Some of the exhibits include:
- The Apple Newton – Apple’s early attempt at creating a PDA (personal digital assistant)
- Google Glass – eyewear hooked up to the internet
- New Coke – anyone remember when this came out?
- Frozen Beef Lasagna – this sounds fine until you learn that the brand name was ‘Colgate’, the same people who make toothpaste
- Rejuvenique Ultimate Facial Toning System – it sent mild electric shocks to your face to battle wrinkles
- Harley Davidson perfume – apparently, bikers didn’t need their own eau de toilette
Samuel West, the creator behind the museum, says, “I hope that visitors take home two messages: a) that failure is inseparable from success and b) that they understand the importance of learning from failure.”
West, a psychologist, recognized that people prefer to ignore failure rather than learn from it. We pretend that it didn’t happen. Most of the stories we read about include people becoming wildly successful, but we don’t hear about their failures. Learning from failure is a critical skill that we all need to develop.

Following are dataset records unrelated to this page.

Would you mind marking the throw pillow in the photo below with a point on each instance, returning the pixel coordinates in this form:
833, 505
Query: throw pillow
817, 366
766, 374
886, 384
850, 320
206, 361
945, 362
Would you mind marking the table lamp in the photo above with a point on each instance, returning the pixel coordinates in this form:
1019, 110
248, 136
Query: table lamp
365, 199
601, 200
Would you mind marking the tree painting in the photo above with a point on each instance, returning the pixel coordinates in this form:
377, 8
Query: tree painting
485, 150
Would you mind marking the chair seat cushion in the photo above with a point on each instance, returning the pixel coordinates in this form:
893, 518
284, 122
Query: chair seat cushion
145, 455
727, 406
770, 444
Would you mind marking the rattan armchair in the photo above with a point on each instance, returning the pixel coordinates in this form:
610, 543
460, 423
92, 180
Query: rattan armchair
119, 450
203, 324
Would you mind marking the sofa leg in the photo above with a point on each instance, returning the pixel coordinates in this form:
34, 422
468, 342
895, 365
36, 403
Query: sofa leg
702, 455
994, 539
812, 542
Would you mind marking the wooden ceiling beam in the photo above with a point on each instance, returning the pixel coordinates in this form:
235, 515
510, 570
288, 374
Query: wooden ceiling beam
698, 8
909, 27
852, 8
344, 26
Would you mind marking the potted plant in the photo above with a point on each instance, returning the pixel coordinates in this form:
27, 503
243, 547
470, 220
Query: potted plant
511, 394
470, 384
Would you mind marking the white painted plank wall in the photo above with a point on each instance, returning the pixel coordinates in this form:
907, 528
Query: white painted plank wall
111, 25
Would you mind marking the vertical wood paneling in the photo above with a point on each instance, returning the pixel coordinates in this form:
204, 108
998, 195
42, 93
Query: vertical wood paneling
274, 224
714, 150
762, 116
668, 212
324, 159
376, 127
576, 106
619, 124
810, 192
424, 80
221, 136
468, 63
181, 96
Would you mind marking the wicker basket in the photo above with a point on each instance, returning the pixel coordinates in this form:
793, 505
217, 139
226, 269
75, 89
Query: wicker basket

There’s a verse in Hebrews that is hard to understand. Talking about Jesus, the writer says, “Son though he was, he learned obedience from what he suffered.” (Hebrews 5:8) We find it hard to believe that Jesus needed to learn anything, but he learned obedience from the hardship and suffering that he endured. “And being made perfect, he became the source of eternal salvation to all who obey him.” (Hebrews 5:9)
Our failure and suffering is nothing compared to Christ’s. But if he could learn from pain and suffering, then we should as well. Hardship and failure are part of life. While never easy to embrace, we should remember that God is in the business of redeeming our mistakes. Once we learn that lesson, it makes it easier to move on.